За день до предполагаемого отъезда к воротам поместья подскакал отряд воинов. Их письмо также было отягощено царской печатью. Мы не догадывались, что послание прибыло из рук мертвеца: Арс разделил участь своих братьев, его малолетние сыновья были задушены. Мужская линия рода Оха прервалась… Взглянув на печать, отец повелел открыть ворота. Всадники въехали на двор.
Увидев все это, я беспечно вернулся в аллеи фруктового сада под стенами башни, к своим детским играм. Потом послышался крик, и я выбежал посмотреть. Пятеро или шестеро воинов выволокли из дверей человека с чудовищной раной в центре лица; кровь стекала ему в рот, струилась по бороде. С него сорвали богатое одеяние — и по плечам мужчины также текла кровь, ибо ушей у него не было. Узнать его я сумел лишь по обуви: то были сандалии моего отца.
Даже сейчас я порой со стыдом вспоминаю, что окаменел тогда от ужаса и молча наблюдал за его смертью, не испустив даже крика. Наверное, отец понял мое состояние, ибо, когда его тащили мимо, он успел прокричать: «Орксинс предал нас! Орксинс! Запомни имя! Орксинс!»
Открытый окровавленный рот и вопль исказили черты, сделав лицо еще страшнее. Не знаю, слышал ли я эти слова, — я только и мог, что стоять там, подобно каменному столбу, когда воины поставили моего отца на колени и, ухвативши за волосы, потянули вперед. Им пришлось пять или шесть раз ударить мечом, чтобы разрубить шею. Пренебрегшие милосердием в своем рвении, эти люди могли отрезать уши и нос уже после того, как отсекли бы голову; визирь не усмотрел бы разницы.
Занявшись отцом, они позабыли о моей матери. Должно быть, она сразу взбежала на башню; в минуту его смерти мать бросилась вниз, так что солдаты упустили возможность надругаться над ней. Падая, она кричала, — оттого лишь, мне кажется, что слишком поздно увидела меня у подножия стены. Мать рухнула на камни двора на расстоянии древка копья от меня, и череп ее раскололся на моих глазах. Верю, дух отца успел увидеть, как бесстрашно она последовала за ним.
У меня были две сестры — двенадцати и тринадцати лет. Была и еще одна, девятилетняя, — от второй жены отца, которую унесла лихорадка. Я слышал их истошные крики. Оставили ли их умирать после того, как солдаты натешились добычей, убили их или захватили живыми, того я не знаю.
Наконец предводитель отряда обратил свой взор на меня, сильной рукой поднял в седло, и мы поскакали прочь. Возле моей ноги болталась окровавленная сума с головой отца. Оставшаяся у меня крохотная часть рассудка озадаченно вопрошала, отчего воин сжалился надо мною. Ответ был дан мне той же ночью.

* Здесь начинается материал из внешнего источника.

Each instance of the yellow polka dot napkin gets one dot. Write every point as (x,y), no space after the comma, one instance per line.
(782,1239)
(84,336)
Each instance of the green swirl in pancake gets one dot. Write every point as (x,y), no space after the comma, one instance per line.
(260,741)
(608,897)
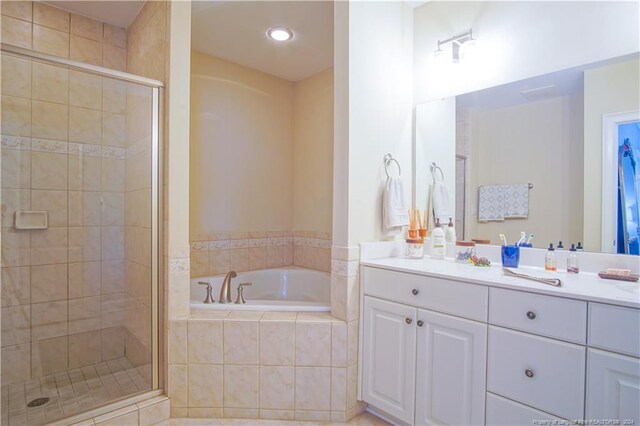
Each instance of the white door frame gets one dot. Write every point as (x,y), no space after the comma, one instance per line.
(609,222)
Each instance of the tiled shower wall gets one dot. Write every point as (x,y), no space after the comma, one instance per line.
(46,29)
(137,242)
(248,251)
(62,151)
(66,302)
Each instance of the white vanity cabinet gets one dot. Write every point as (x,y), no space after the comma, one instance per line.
(424,366)
(438,351)
(389,357)
(613,364)
(451,365)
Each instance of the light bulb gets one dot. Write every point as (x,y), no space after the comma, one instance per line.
(280,33)
(439,56)
(469,50)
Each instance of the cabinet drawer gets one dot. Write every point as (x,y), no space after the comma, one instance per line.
(556,317)
(543,373)
(615,328)
(450,297)
(504,412)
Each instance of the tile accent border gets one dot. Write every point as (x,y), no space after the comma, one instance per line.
(179,266)
(344,268)
(62,147)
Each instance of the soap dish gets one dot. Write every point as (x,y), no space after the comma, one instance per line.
(630,278)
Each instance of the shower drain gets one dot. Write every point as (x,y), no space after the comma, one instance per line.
(38,402)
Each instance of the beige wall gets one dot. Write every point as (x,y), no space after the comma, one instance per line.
(313,152)
(603,97)
(242,149)
(380,117)
(539,143)
(512,44)
(260,158)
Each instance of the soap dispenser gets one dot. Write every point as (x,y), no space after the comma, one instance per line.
(438,242)
(550,261)
(450,233)
(572,261)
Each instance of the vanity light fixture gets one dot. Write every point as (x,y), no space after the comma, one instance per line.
(280,33)
(462,47)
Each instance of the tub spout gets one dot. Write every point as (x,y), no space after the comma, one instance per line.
(225,290)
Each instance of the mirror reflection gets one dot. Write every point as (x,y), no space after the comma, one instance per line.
(554,156)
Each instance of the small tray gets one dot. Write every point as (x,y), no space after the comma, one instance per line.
(631,278)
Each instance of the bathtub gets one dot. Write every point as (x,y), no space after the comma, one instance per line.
(279,289)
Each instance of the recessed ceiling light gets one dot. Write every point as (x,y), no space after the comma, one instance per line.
(280,33)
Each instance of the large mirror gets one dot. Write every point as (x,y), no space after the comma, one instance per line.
(556,155)
(518,157)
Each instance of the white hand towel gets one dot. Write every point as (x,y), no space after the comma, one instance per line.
(516,201)
(491,203)
(394,213)
(441,205)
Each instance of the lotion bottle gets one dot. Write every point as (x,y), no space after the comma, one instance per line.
(450,233)
(572,261)
(438,242)
(550,261)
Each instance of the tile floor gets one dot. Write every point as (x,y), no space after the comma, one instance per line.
(71,392)
(364,419)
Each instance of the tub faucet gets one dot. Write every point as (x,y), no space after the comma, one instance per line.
(208,299)
(240,299)
(225,290)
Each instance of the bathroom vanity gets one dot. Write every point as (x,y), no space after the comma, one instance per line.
(452,344)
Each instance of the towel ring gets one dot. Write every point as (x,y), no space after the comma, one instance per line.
(388,159)
(434,168)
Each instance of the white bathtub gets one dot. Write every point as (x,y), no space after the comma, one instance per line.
(279,289)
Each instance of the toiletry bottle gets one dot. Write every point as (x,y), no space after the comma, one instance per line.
(550,262)
(438,242)
(450,233)
(572,261)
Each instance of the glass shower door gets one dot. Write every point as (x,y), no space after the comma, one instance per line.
(77,239)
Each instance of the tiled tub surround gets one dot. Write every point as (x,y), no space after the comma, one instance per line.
(46,29)
(270,365)
(248,251)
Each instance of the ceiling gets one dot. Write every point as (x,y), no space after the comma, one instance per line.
(118,13)
(236,31)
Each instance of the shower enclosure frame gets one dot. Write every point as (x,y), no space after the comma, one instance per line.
(157,88)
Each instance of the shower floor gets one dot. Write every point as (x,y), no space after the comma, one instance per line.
(70,392)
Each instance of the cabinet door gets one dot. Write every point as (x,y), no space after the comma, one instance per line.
(613,387)
(388,356)
(451,370)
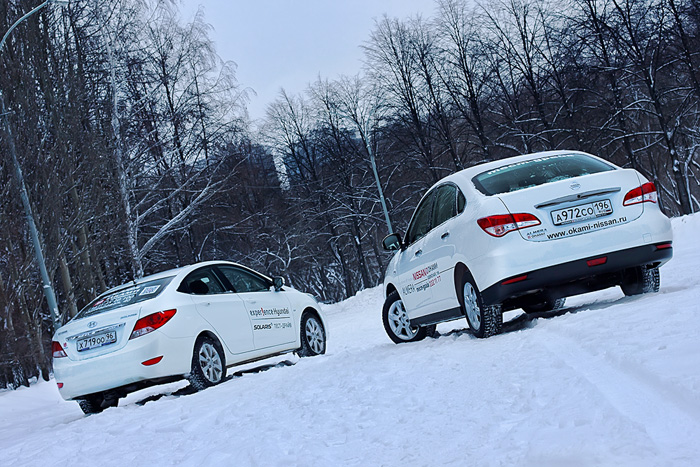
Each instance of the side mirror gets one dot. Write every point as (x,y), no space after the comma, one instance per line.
(199,287)
(392,242)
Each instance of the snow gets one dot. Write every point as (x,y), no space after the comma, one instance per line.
(609,381)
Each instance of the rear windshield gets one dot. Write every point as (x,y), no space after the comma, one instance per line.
(126,296)
(537,172)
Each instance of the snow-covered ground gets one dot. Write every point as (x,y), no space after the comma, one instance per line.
(611,381)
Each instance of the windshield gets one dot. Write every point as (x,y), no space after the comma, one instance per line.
(537,172)
(125,296)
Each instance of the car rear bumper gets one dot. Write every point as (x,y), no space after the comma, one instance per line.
(576,277)
(124,367)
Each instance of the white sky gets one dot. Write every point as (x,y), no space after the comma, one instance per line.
(288,43)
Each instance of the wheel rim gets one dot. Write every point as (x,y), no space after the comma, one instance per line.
(399,323)
(314,335)
(471,306)
(210,363)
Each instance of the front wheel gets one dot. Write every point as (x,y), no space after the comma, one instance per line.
(484,321)
(313,336)
(208,365)
(397,324)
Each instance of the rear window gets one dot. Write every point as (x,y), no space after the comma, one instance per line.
(537,172)
(126,296)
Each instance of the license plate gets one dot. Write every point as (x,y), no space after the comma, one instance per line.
(98,340)
(582,212)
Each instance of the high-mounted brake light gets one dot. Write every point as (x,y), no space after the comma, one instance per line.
(642,194)
(151,322)
(499,225)
(57,350)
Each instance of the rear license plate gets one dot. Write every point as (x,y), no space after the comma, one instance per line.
(98,340)
(582,212)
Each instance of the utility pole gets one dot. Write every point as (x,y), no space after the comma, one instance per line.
(38,252)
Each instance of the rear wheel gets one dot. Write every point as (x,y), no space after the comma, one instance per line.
(484,320)
(96,403)
(397,324)
(641,280)
(208,365)
(313,336)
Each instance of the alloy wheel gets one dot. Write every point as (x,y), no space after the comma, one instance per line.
(210,363)
(399,322)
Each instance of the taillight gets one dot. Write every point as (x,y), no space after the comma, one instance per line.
(501,224)
(151,322)
(642,194)
(57,350)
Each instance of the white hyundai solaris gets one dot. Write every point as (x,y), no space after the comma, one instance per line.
(192,322)
(523,232)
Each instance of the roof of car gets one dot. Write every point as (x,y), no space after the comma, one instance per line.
(171,273)
(469,173)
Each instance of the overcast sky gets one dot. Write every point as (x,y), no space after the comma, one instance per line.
(288,43)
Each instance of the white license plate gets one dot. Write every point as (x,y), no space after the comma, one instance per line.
(582,212)
(98,340)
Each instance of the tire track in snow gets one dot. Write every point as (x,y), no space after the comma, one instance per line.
(671,419)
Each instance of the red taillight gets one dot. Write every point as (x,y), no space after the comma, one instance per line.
(498,226)
(597,261)
(151,322)
(57,350)
(152,361)
(515,279)
(642,194)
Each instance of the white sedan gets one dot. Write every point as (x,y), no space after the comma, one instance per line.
(523,232)
(192,322)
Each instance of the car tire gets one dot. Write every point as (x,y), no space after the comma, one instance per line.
(313,335)
(397,324)
(484,320)
(641,280)
(91,404)
(208,364)
(547,305)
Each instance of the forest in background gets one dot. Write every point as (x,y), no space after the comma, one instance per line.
(138,154)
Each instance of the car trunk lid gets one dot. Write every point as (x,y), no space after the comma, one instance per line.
(99,334)
(576,206)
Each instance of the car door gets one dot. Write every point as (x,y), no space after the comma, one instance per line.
(269,310)
(223,309)
(439,249)
(411,265)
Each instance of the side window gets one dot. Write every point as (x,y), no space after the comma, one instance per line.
(244,281)
(202,282)
(445,207)
(420,224)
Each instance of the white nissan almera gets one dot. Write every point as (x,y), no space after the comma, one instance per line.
(192,322)
(523,232)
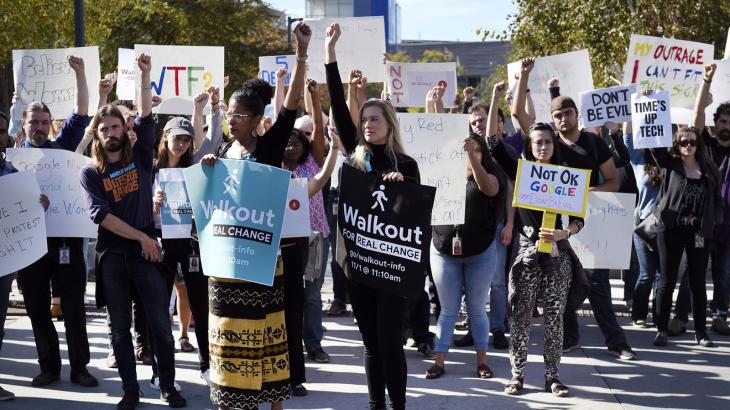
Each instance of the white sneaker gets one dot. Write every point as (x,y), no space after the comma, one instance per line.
(205,376)
(155,384)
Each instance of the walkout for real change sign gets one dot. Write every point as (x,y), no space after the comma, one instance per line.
(46,76)
(409,83)
(551,188)
(22,225)
(179,73)
(606,104)
(239,209)
(126,74)
(667,64)
(296,213)
(572,69)
(386,229)
(651,121)
(605,241)
(57,172)
(176,215)
(360,46)
(269,64)
(436,142)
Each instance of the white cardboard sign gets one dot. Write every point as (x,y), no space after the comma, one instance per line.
(651,120)
(605,241)
(57,174)
(409,83)
(269,64)
(45,76)
(22,223)
(606,104)
(360,46)
(296,212)
(436,142)
(572,69)
(126,74)
(667,64)
(179,73)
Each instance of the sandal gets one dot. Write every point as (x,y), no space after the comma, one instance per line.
(484,371)
(555,387)
(185,345)
(435,372)
(514,386)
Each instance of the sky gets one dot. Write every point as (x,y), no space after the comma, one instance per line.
(447,20)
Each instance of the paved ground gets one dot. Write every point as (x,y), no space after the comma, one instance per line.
(681,375)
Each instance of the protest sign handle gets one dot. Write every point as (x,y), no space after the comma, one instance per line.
(548,221)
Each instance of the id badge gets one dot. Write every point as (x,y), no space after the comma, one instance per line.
(456,246)
(699,241)
(64,255)
(194,263)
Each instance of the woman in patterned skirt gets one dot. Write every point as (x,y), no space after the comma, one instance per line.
(249,361)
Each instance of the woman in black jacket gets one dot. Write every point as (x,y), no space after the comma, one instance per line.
(375,146)
(688,209)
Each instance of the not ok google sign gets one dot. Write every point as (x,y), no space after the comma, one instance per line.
(551,188)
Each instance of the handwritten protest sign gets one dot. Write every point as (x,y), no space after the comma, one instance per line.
(386,230)
(269,64)
(176,215)
(361,46)
(179,73)
(436,142)
(22,224)
(45,76)
(239,209)
(126,74)
(651,120)
(551,188)
(607,104)
(668,64)
(296,212)
(57,172)
(605,240)
(409,83)
(572,69)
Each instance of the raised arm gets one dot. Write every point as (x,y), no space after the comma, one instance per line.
(518,104)
(492,117)
(303,34)
(82,88)
(340,112)
(318,142)
(279,91)
(703,97)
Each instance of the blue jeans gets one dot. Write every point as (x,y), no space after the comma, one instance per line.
(720,277)
(6,283)
(312,332)
(602,305)
(648,279)
(473,275)
(498,294)
(120,269)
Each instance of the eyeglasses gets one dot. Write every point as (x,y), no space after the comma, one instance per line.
(687,143)
(236,117)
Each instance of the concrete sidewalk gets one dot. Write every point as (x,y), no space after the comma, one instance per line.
(682,375)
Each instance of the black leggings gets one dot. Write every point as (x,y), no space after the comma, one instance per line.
(672,243)
(380,316)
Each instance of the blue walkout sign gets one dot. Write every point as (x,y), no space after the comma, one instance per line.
(239,210)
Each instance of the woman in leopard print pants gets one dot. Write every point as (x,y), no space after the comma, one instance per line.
(535,275)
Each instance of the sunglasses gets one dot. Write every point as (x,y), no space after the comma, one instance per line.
(687,143)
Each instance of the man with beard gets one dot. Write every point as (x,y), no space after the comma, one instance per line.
(719,147)
(582,149)
(65,256)
(118,186)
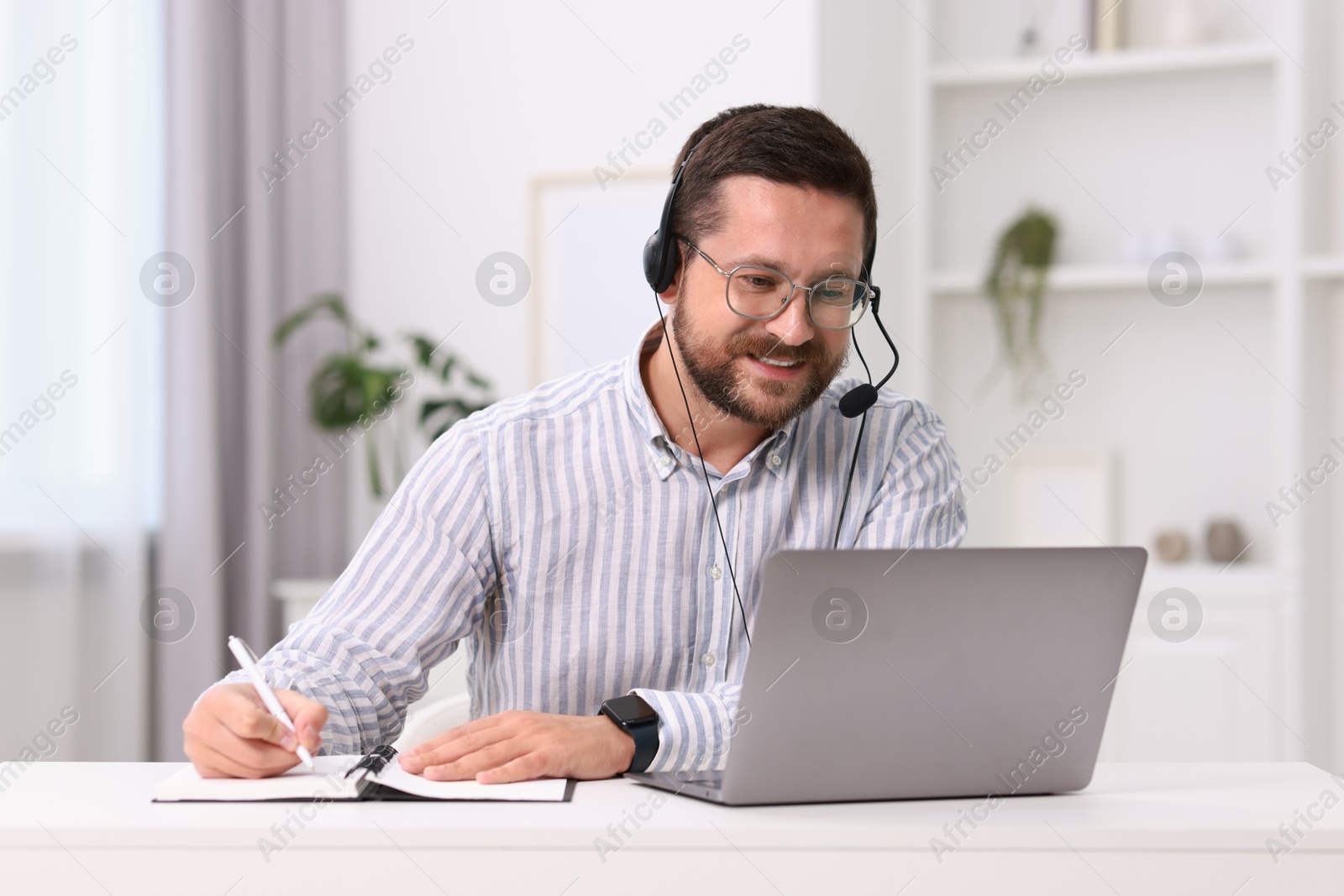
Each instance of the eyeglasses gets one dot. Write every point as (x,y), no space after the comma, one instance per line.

Нуждаясь в деньгах, мой мнимый спаситель не оставил меня себе. На базарной площади Суз, города лилий, я стоял раздетый донага, пока покупатели распивали из маленьких чашечек финиковое вино, шумно торгуясь. Греческие мальчики воспитываются вне стыда, они привычны к обнаженному телу; у нас же более строгие понятия о благопристойности. В своем неведении я думал, что пасть ниже уже невозможно.
Всего только месяц назад мать выбранила меня за то, что я заглянул в се зеркало. Она сказала, я слишком юн для тщеславия, я же только мельком взглянул на свое лицо — и мало что успел заметить. Мой новый хозяин, однако, не скупился на похвалы: «Настоящая порода, только взгляните. Наследник исконных персов, с грацией косули. Посмотрите на эти тонкие кости, на его профиль — повернись, мальчик, — власы, сиянием подобные бронзе, прямые и мягкие, словно шелк из страны Цинь, — подойди же, мальчик, дай им потрогать. Брови, выписанные тонкой кистью. Эти большие глаза, словно раскрашенные бистром, — о, это озера любви! Эти нежные руки не продаются задешево, чтобы скоблить потом полы… Только не говорите, что вам предлагали подобный товар в пять прошедших лет или даже десять».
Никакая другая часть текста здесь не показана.